Bu hafta ekonomimizle ilgili birkaç önemli veri açıklandı. Aralarında benim en çok önem verdiğim “dış ticaret endeksleri” verisi. İhracatımızın rakamsal olarak arttığını zaten Ticaret Bakanlığı tarafından aybaşlarında açıklanan verilerden net bir şekilde görüyoruz. Ancak bildiğimiz bir başka şey varsa o da savaşın da etkisiyle Dünya emtia ve dolayısıyla mal fiyatlarındaKİ artışların devam ettiği. Örneğin neredeyse diğer tüm malların fiyatını etkileyen petrol belki savaşın başındaki 115 seviyelerinin altında ancak hâlâ sene başındaki 70’ler seviyesinin de çok üzerinde. Haftabaşındaki azımsanmayacak çıkış sonrasında da 106’lara gelmiş durumda. Keza, demir ve bakır gibi metaller de sene başına göre oldukça yüksek seviyelerde. (Üstelik bu yükselişler Dünya büyümesinde bir artış beklentisinin de sonucunda değil.) Konumuza dönersek, ihracatımız artıyor gözükürken bu artışın ne kadarının birim değer artışından, ne kadarının ise miktar artışından olduğunu bilmemiz çok önemli.

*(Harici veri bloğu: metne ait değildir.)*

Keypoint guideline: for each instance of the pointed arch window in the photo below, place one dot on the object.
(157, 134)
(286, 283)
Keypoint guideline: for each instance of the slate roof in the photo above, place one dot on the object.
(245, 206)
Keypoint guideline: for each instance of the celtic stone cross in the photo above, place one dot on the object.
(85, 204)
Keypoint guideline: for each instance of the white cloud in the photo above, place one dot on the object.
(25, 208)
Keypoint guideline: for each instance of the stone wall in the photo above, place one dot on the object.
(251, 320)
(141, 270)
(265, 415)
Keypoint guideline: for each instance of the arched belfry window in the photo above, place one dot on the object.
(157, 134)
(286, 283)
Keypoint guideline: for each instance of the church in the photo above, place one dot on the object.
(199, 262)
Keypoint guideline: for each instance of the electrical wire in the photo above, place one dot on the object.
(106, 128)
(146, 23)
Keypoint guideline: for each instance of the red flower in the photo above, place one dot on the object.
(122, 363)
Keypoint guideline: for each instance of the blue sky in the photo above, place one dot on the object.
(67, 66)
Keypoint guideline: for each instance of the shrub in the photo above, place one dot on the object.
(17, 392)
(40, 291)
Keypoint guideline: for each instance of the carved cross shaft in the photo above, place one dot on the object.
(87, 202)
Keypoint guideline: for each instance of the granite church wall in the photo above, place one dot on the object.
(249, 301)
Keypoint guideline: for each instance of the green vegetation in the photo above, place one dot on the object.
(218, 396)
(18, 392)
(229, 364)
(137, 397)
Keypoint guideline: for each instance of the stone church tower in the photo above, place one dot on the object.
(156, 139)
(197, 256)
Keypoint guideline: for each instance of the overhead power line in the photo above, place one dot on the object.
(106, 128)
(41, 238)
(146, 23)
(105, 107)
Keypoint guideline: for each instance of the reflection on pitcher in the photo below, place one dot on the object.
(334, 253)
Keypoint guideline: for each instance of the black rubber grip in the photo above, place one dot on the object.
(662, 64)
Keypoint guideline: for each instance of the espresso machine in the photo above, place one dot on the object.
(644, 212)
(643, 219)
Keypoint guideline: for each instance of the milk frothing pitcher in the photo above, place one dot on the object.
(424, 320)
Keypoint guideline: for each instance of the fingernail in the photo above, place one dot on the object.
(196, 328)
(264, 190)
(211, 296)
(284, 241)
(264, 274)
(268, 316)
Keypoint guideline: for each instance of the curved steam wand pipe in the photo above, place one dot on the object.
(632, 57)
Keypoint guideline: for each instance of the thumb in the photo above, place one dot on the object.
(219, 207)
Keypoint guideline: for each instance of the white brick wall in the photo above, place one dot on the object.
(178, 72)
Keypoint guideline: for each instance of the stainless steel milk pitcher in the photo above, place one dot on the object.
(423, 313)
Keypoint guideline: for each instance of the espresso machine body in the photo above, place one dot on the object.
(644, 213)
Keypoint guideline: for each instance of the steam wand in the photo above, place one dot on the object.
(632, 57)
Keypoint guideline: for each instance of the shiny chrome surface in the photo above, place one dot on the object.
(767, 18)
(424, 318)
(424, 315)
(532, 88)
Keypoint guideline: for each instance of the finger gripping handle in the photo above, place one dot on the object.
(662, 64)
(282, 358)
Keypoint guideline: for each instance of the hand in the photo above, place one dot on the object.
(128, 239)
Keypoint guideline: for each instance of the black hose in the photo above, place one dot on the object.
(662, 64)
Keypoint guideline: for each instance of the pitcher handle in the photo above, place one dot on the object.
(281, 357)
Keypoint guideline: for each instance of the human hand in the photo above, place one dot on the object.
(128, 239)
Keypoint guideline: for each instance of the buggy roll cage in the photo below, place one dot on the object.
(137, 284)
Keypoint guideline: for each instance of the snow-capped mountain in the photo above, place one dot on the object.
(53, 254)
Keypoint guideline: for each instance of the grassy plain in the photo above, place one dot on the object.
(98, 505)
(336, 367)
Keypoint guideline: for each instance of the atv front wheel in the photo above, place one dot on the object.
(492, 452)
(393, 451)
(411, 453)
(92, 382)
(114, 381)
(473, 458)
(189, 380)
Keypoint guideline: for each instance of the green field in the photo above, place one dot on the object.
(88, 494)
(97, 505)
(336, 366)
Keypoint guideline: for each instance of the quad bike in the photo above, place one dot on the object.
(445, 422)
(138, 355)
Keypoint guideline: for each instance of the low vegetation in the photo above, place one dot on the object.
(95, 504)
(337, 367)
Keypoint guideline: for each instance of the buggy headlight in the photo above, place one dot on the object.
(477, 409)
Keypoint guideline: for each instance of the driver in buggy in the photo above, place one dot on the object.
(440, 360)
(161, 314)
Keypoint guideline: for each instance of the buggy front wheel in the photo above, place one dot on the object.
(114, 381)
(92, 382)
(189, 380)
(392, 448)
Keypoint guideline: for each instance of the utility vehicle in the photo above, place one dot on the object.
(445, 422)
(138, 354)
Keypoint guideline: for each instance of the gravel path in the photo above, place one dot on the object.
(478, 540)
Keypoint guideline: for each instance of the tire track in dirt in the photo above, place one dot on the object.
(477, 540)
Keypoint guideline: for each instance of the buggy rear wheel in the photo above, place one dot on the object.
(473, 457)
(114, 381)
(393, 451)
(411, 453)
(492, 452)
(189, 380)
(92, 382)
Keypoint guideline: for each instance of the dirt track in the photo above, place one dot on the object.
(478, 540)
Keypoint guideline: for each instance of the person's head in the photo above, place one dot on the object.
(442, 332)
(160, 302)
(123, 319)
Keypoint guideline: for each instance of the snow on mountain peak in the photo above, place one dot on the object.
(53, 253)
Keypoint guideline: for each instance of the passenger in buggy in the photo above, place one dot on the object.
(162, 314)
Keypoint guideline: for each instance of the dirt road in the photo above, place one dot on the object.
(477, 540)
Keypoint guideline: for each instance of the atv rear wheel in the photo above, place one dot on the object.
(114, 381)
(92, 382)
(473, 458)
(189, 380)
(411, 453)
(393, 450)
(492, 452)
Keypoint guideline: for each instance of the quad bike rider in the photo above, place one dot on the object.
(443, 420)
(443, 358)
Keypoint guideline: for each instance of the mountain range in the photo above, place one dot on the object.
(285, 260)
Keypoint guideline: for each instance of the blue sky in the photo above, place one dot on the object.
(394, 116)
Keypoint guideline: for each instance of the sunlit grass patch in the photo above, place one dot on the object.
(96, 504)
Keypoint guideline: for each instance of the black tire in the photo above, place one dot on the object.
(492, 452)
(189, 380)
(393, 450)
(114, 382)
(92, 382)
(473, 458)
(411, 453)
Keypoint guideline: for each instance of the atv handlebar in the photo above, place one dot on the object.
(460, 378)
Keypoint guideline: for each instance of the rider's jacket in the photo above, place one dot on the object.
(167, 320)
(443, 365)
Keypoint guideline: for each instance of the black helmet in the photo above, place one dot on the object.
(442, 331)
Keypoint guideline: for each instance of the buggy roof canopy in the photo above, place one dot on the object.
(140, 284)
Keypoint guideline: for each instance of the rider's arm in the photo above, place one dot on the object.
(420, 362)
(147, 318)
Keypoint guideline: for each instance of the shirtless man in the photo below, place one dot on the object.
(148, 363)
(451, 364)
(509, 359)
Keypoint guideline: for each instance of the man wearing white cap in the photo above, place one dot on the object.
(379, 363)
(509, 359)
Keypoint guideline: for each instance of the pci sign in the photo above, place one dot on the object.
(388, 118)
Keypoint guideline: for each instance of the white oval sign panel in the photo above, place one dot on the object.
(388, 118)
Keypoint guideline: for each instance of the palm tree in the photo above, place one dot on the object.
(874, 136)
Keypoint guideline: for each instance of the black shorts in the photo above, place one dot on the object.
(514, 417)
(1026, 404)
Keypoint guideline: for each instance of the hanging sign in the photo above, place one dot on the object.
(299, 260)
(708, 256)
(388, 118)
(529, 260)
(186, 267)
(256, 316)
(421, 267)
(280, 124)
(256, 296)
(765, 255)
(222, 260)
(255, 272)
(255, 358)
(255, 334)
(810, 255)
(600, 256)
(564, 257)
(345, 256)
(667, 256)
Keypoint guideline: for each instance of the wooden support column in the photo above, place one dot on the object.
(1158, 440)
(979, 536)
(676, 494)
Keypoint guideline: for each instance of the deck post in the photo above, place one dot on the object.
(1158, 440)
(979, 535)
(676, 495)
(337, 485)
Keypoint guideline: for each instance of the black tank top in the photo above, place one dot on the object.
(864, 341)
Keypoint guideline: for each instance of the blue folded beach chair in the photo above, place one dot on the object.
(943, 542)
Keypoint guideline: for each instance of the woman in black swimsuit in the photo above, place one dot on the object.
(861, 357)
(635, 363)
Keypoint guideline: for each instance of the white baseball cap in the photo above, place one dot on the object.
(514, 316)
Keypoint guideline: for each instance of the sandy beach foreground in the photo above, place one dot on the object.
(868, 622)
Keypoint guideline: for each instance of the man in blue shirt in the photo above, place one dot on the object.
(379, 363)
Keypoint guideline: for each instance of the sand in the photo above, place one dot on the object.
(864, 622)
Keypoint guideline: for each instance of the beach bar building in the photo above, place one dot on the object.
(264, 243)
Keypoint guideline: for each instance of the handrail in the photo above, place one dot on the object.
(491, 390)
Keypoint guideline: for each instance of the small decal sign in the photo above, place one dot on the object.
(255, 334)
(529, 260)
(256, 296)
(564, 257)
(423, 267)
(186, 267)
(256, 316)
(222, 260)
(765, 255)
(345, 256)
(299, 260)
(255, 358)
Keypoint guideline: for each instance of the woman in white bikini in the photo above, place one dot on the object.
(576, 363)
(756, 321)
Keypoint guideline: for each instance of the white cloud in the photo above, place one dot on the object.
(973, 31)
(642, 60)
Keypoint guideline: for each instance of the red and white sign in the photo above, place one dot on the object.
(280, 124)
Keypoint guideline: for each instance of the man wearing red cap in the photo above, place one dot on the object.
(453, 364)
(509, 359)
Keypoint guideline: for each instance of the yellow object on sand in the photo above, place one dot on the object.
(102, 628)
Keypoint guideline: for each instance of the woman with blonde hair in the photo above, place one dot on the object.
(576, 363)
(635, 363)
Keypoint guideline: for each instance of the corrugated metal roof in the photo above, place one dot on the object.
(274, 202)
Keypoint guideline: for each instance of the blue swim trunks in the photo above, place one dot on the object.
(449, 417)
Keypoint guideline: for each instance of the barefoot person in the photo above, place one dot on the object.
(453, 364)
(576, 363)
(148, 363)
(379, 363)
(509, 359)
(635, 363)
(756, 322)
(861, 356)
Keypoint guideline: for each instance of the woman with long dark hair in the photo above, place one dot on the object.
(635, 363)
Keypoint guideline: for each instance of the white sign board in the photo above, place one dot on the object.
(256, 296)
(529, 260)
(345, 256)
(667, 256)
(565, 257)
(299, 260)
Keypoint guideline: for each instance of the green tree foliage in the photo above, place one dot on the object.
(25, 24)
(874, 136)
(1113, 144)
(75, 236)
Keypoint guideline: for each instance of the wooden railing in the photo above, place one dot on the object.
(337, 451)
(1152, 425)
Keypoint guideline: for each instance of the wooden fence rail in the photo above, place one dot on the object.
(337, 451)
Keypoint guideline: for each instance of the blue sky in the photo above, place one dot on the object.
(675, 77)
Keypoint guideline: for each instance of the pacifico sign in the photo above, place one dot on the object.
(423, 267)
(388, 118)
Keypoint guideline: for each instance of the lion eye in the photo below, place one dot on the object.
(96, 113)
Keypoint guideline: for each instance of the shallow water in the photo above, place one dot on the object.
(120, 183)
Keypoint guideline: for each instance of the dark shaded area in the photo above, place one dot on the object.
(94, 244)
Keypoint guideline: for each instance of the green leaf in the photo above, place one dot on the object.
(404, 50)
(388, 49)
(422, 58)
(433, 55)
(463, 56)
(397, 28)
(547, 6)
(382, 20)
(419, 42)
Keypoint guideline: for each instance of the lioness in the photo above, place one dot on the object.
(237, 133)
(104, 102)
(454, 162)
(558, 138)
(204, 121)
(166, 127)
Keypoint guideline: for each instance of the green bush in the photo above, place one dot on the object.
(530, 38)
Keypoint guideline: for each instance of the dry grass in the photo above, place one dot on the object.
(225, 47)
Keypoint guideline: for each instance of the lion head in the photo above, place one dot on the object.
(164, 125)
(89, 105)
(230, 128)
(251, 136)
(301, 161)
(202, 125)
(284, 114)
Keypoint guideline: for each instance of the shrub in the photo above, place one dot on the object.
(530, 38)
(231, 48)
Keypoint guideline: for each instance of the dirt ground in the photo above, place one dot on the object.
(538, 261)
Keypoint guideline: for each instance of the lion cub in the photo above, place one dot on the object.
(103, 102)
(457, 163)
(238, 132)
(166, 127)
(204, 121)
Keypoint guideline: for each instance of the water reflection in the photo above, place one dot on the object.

Son yayınlanan ve savaşın emtia fiyatları üzerindeki etkisini görmediğimiz Şubat ayı rakamlarına göre ihracat birim değer endeksi yüzde 9.5 artarken, miktar endeksindeki artış yüzde 14.5 olmuş. Bu oldukça iyi bir performansa işaret ediyor. İhracatta miktarsal, diğer bir ifadeyle “reel” bir artış söz konusu. Bu artış dış ticaret hadlerine yansımasa da iyi bir gidişatı gösteriyor. (Petrol ve doğalgaz fiyatlarındaki fahiş artışlar ister istemez ortalamada ithal ürün fiyatlarının ihraç ürün fiyatlarına oranını artırıyor.) Bu noktada önemli bir soru “ihracattaki bu performans duraklayabilir mi?” sorusu. Bu duraklama 4 sebepten görülebilir: Birincisi bizim ana ihracat partnerimiz olan AB ekonomilerinin anti-enflasyonist politikalar nedeniyle yavaşlaması. İkincisi üreticilerimizin ihracata yönelik üretim kapasitelerinin dolması ve kapasite artırıcı yatırım yapmakta zorlanmaları. Üçüncüsü ise döviz kurunun stabil kalmasıyla TL’nin yeniden değerli konuma gelerek dış ticaretteki rekabetçiliğimizi zayıflatması. Dördüncüsü ise doğal olarak Ukrayna’ya olan ihracatımızın gerilemesi. Ancak bu ülkeye olan ihracat hacmimiz oldukça düşük. (2021’de 2.5 milyar dolar)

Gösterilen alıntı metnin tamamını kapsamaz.